Tout cela reste néanmoins très abstrait puisque je n’ai pas encore trouvé chez moi où étaient situés ces fichus points. Personne n’a pensé à mettre des croix au sol ce qui est très contrariant. Je reste donc assis, tant pis pour le sport, il attendra.
J’ai un autre motif de plainte que le retour du froid : le chat a disparu depuis une semaine, laissant vide et glacé le cœur grand que je lui ouvrais. Je deviens poétique, ne bougez pas, je reprends un peu de vin. Moi qui pensais offrir un service digne de celui d’un palace, me voici dédaigné, abandonné, délaissé, seul avec mes questionnements, mes doutes, mes remises en cause. Seul avec ma solitude. Notez bien qu’à ce stade du récit, si vous ne l’avez pas déjà fait plus haut, c’est l’occasion ou jamais de dégainer votre paquet de kleenex. Vous pouvez pleurer à chaudes larmes en me plaignant beaucoup. Cela ne fera pas revenir le chat, cela pourrait même me faire fuir, mais cramponné à mon vin chaud je n’irais pas bien loin de toute façon.
Marri de n’avoir ni point A ni point B, ni chat ronchon, ni soleil, ni chaleur donc, je contrebalance ma frustration par un état d’activité créatrice. Je sonde le grenier de mon imagination pour en extraire de la matière utile.
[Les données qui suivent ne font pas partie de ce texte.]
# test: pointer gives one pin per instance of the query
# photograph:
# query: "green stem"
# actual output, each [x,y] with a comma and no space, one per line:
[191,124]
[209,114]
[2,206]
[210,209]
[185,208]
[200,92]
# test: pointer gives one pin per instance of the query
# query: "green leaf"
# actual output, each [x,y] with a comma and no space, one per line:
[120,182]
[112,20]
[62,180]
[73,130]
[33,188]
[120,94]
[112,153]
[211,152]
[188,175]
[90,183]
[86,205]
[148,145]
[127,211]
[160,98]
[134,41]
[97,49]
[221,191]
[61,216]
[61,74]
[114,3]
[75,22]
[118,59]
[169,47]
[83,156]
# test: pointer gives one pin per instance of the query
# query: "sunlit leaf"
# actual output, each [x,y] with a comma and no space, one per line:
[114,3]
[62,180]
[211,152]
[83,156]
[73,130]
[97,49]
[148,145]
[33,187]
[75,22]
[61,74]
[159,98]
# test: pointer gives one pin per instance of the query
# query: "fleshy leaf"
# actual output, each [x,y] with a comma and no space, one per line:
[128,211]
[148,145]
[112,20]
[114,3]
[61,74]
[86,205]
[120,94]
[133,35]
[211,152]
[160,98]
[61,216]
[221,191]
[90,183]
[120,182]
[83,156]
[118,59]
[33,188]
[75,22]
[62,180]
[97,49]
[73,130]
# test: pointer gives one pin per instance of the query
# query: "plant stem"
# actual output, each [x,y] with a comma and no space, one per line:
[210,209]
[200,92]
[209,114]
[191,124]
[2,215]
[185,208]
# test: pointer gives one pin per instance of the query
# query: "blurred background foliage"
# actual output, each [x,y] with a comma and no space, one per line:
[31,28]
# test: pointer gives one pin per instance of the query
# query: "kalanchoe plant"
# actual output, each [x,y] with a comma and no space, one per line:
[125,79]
Je rêve doucettement, me laisse aller aux ivresses chimériques. Cela aura donné cette semaine deux créations numériques dont une nouvelle Tête en l’air dans la veine de la première. Je vous les montrerai très bientôt, quand je serai certain de les avoir terminées. Bien qu’elles soient en théorie achevées. Mais sait-on jamais ?
Pour l’heure, je remonte dans mon grenier imaginaire. Les pieds légèrement décollés du sol, on y est bien. Il s’y trouve des chats, du soleil, des points A et des points B autant qu’on en veut.